What is a service mesh?


URL: https://www.hashicorp.com/resources/what-is-a-service-mesh
URL: https://youtu.be/vh1YtWjfcyk

The way we describe console is as a service mesh for microservices which then leads to the question: What is a service mesh? So when we start to take a step back and look at what are the sort of architectural challenges of operating either sort of a microservice architecture or what we used to call a service oriented architecture. Well we tend to find is that what we're really doing is having a collection of different services. We might have sort of our frontend login portal or sort of ability to tap check the balance of a bank account, wire transfers, bill pay and all these are sort of discrete services that are part of the larger bank right as an example. And so we talk about these different services, all of them are communicating to each other over a network fundamentally. So the challenge becomes how did these different services that exist at different IP addresses on different machines and our infrastructure. How do they first of all talk to each other? How do they discover and route and make sure that our login portal knows how to communicate with our check-balance service. 

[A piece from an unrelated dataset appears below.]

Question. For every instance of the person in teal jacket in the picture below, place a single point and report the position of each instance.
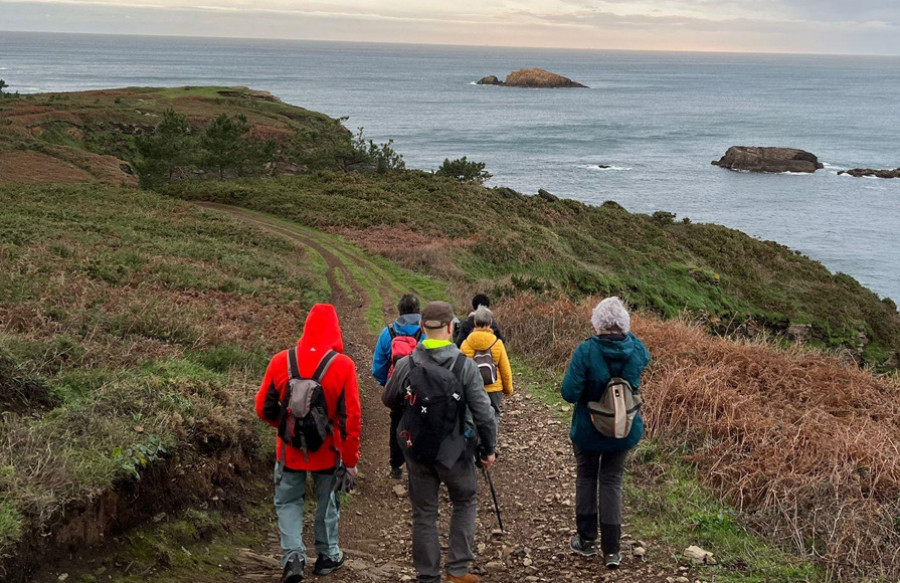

So this first challenge is the one of sort of routing and discovery and the way most organizations think about solving that is by putting a load balancer in front of every service. So we'll have a load balancer that is sort of hard coded at a particular IP. And so each of our services will hard-code that IP address of the load balancer and that load balancer will take us back to the backend service. 

Now the challenge with that approach is you end up with a proliferation of load balancers, you need thousands of them in an environment, but to that they end up usually being manually managed. So I end up having to file a ticket and wait five weeks, six weeks for someone to go in and add a new instance to that load balancer before traffic gets to it. 

So we're introducing both sort of a cost penalty. But as well as sort of an agility penalty to how fast could our organization deploy new services, scale up and down, react to machine failures, etc. 

So what we really start to look at first of all is those challenges around routing and discovery. The second set of major challenges: How do I secure all of this? Historically what you would see is a flat open network. We would put all of our security at sort of the perimeter of the network and define sort of the castle walls and use firewalls and Sims and other devices to filter all the traffic coming into the data center. 

But then once you're in in general what you tend to see as large flat namespaces, potentially there are some firewalls and sort of the East-West path. But often times those firewalls are also a management burden they end up with tens of thousands or millions of rules that are manually manage and you have this sort of mismatch of agility, which is it might take me weeks to update my firewall rule but only takes me seconds to launch a new application. So this creates friction for development teams as they're trying to scale up, scale down, deploy new versions, but are sort of shackled by how quickly firewalls and load balancers can be updated. 

So those are some of the problems as we talked about what exists in a micro service or service oriented architecture and the goal of a service mesh is really to solve that problem holistically.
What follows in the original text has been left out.